Last but not least, there is no such thing as the "Dark Web."  That is a silly meaningless moniker probably invented by some tech journalists who barely understand the beat they cover, in order to scare the vast majority of internet users who have little understanding of the technology they use every day.  Again, the internet was not designed with anonymity or privacy in mind, but it also wasn't designed with intrinsic identification.  Throughout the history of mankind there have always been individuals who transgress the norms of society and the laws of a particular jurisdiction.  People commit heinous and violent acts, or rob, cheat and steal.  The internet did not invent that.  This is not a personal attack on the original poster, but it doesn't help people to deal in hyperbole, gossip or the spread of misinformation, however unintentional that might be.   Searching a "database" on a "Dark web search" site adds a lot of meaningless mystery to something that was never a mystery to begin with.

 

[geekgirl101]

I would like to know how to change my password on the actual site since it appears the site has a different username/password to the forums and it has been compromised.

[requinix]

12 hours ago, geekgirl101 said:

I would like to know how to change my password on the actual site since ... it has been compromised.

It was?
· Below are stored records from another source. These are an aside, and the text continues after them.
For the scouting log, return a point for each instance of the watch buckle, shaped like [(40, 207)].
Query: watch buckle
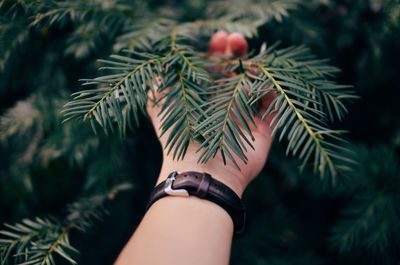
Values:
[(174, 192)]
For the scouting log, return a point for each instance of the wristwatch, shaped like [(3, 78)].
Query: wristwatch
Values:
[(202, 185)]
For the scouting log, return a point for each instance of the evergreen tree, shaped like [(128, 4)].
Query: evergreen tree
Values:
[(341, 207)]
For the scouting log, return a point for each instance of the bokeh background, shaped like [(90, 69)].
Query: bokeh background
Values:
[(293, 218)]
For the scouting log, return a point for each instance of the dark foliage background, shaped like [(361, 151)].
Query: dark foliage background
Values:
[(293, 218)]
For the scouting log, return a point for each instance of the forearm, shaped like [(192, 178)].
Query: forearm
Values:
[(181, 230)]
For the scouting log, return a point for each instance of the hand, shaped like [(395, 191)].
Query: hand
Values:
[(229, 45)]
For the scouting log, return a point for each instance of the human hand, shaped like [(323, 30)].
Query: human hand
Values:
[(233, 45)]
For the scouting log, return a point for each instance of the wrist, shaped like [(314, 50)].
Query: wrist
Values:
[(221, 173)]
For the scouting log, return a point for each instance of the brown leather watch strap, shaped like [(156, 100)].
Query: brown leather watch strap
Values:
[(202, 185)]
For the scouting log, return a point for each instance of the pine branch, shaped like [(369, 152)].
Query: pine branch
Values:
[(144, 33), (37, 241), (182, 104), (227, 111), (314, 73), (368, 222), (135, 77), (258, 11)]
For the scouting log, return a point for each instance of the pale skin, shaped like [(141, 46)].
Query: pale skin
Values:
[(189, 230)]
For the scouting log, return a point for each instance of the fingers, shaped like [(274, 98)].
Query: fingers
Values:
[(153, 109), (232, 45)]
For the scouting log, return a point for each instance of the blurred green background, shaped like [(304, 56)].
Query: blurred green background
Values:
[(292, 218)]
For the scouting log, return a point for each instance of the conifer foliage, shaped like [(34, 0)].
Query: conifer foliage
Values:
[(325, 199)]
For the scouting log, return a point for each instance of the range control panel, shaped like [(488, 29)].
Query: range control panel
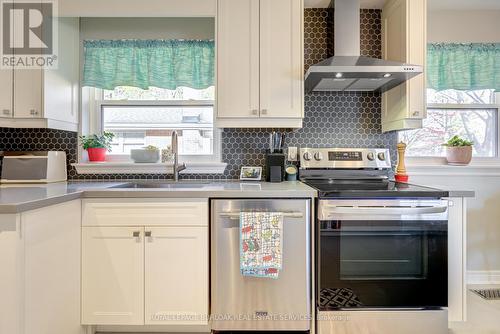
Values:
[(350, 158)]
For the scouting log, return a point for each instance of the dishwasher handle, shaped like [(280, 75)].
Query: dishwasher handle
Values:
[(286, 214)]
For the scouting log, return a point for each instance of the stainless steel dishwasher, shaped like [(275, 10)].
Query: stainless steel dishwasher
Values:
[(249, 303)]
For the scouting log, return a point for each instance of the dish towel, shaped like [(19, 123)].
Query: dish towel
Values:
[(261, 244)]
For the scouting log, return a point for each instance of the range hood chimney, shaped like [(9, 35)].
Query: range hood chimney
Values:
[(347, 70)]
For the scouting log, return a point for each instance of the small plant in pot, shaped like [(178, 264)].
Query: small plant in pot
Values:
[(458, 151), (97, 145)]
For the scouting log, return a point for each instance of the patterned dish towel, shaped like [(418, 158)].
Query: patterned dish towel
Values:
[(261, 244)]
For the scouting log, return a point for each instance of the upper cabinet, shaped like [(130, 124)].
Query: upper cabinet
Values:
[(46, 98), (404, 39), (260, 63)]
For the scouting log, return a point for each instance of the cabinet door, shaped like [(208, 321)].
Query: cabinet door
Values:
[(6, 87), (281, 59), (238, 59), (28, 93), (404, 40), (176, 275), (52, 237), (60, 85), (112, 276)]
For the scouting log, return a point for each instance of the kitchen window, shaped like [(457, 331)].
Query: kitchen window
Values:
[(143, 90), (469, 114), (462, 99), (140, 118)]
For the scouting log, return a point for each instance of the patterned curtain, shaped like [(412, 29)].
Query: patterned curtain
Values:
[(149, 63), (463, 66)]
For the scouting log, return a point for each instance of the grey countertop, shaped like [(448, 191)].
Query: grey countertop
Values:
[(19, 198), (24, 197)]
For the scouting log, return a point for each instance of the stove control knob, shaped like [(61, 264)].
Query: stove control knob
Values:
[(307, 156)]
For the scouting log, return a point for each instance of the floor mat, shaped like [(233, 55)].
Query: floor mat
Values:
[(338, 298), (488, 294)]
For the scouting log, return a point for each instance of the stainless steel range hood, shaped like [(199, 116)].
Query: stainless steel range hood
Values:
[(347, 70)]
When did that happen?

[craftmanoj]

@requinix I understand the concern behind deletion of contents. But i being a user i should have control over my account. It's like my account, my data but none in my control. Let us delete our account but do not delete the posts/contents. Just show something like 'user not active' or something.

I understand how important the created contents on site. I don't know what are other important reason behind not letting to delete. Just saying it is a 'site policy' does not make any one much happier.

If i created the account it me who decide weather do I really need it or not, not the platform; unless i violate any rules.

[requinix]

22 minutes ago, craftmanoj said:

@requinix I understand the concern behind deletion of contents. But i being a user i should have control over my account. It's like my account, my data but none in my control.

Sure you have control. You can change all the profile information you have entered (if any), you can change the email address, and I believe you can change the display name if not the actual username (though it may have a minimum post requirement). The only thing you cannot do is delete your account.

22 minutes ago, craftmanoj said:

Just saying it is a 'site policy' does not make any one much happier.

Not all communities allow deleting accounts. We're one of them.

22 minutes ago, craftmanoj said:

If i created the account it me who decide weather do I really need it or not, not the platform

Neither we nor the platform are deciding whether you "need" the account. What we are deciding is that the account exists in our database and therefore should continue to exist. There have been exceptions, but "if the user asks for it" is not one of them.

If you decide you don't want it then don't use it. If you're worried about personal information being exposed then don't give us your personal information. It's that simple.

[Jacebenson]

Okay. So the solution I'm reading is.  Goto some 10 minute mail provider;

Generate a email.

Update account with 10 minute mail address.

Remove or change all other details and no longer use the site.  Right?  I mean, That's what the policy does allow.

[Jacebenson]

Quote

Sure you have control. You can change all the profile information you have entered (if any), you can change the email address, and I believe you can change the display name if not the actual username (though it may have a minimum post requirement).

It's not clear how to change your username though.

[requinix]

Yes, you're free to edit the information in your account however you'd like. Our policy about not deleting stuff restricts us.

I think changing the display name is limited by post count. You can ask us to change your name - that's not something we're too picky about as long as there's a good reason for it.